I credit Dr. Carole Counihan’s Gender Race and Class course that I took as a senior at Millersville University with helping me to realize that not everyone else’s life was fine. Thanks to a panel of courageous people with many different life experiences telling their stories, I realized for the first time that not everyone is dealt the same cards. Contrary to what I believed, hard work and being nice wasn’t enough to overcome some of the barriers these people were facing.
Since then, I have become (an imperfect) social justice activist for a variety of causes. At first it felt uncomfortable because white women’s culture promotes passivity and niceness. This obviously does not bode well for women with strong opinions who act. (I like this source http://www.conspireforchange.org/?p=105about white women’s culture).

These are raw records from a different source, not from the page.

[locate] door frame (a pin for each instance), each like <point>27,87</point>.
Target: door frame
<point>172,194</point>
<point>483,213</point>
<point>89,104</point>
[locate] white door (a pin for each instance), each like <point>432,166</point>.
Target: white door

Parenting changed my activism in two ways: one, I encountered new injustices by living life with children, and two, I started to hesitate as I wondered whether activism was an appropriate family activity (or how much time I could spend doing activism while away from my family). I deliberated quite a bit about whether my kids should join me on the picket line when I was among the faculty of fourteen public universities who went on strike in October.
I didn’t think twice about involving my children this week, though, when President Trump issued an executive order that was executed in a way that left traumatized refugees and others stranded in airports with nowhere to call home. I didn’t think twice until someone from my own family commended me (after the fact) about how brave this action was given the pushback I might be facing from others close to me. Do my friends and family think I’m crazy?
I am almost certain I have friends and family that believe my activism unfairly indoctrinates my children. To those of you whom I love who may feel this way, you are correct. I unfairly indoctrinate my children with my worldview. As it turns out, every type of parenting results in a child with a worldview. Please don’t blame my activism for this; you likely just disagree with my beliefs. That’s okay to say.
My initial hesitancy to engage my children in social justice has changed to a strong belief that involving my children in activism is really important. Here are a few stories from the week that illustrate my belief.
- Monday night, as we were making signs for a refugee vigil, my six year old asked, “Mom, what is a refugee?” This question and others came because we were engaged in action. I watched her internalize the idea that “refugee” is a status that is temporary. She said, “so if we had a war here and had to leave, we would be refugees?” Yes we would. She was learning and soaking it in. This likely wouldn’t have come up over dinner in the same way it came up over action.
- Tuesday night, we took the girls with us to the vigil. They didn’t understand everything. That night she asked a friend, “so who are you voting for?” and later to me, “what are we supposed to do here?” However, at one point in the evening, my children linked arms with other children from our church and began to sway. Somehow they internalized that the purpose of going was being together and standing in solidarity.
- This afternoon, I got home from work and showed E the front page of the local newspaper. She stood looking at a photograph of the vigil for a long time. “That’s us?” she asked. Yes, that’s us and the other 2,000 who think this matters.
I see my actions toward justice as living out my faith, which repeatedly calls believers to action on behalf of orphans, widows, foreigners, and the oppressed. Living this out with my children is a powerful witness. I am now okay with activist parenting. I see it as a radical departure from “it will be fine” to “let’s help make it fine.” I want to raise children who recognize and call out injustice, believe they can make a difference, and know how to do it. So I’ll model it, and we’ll practice together.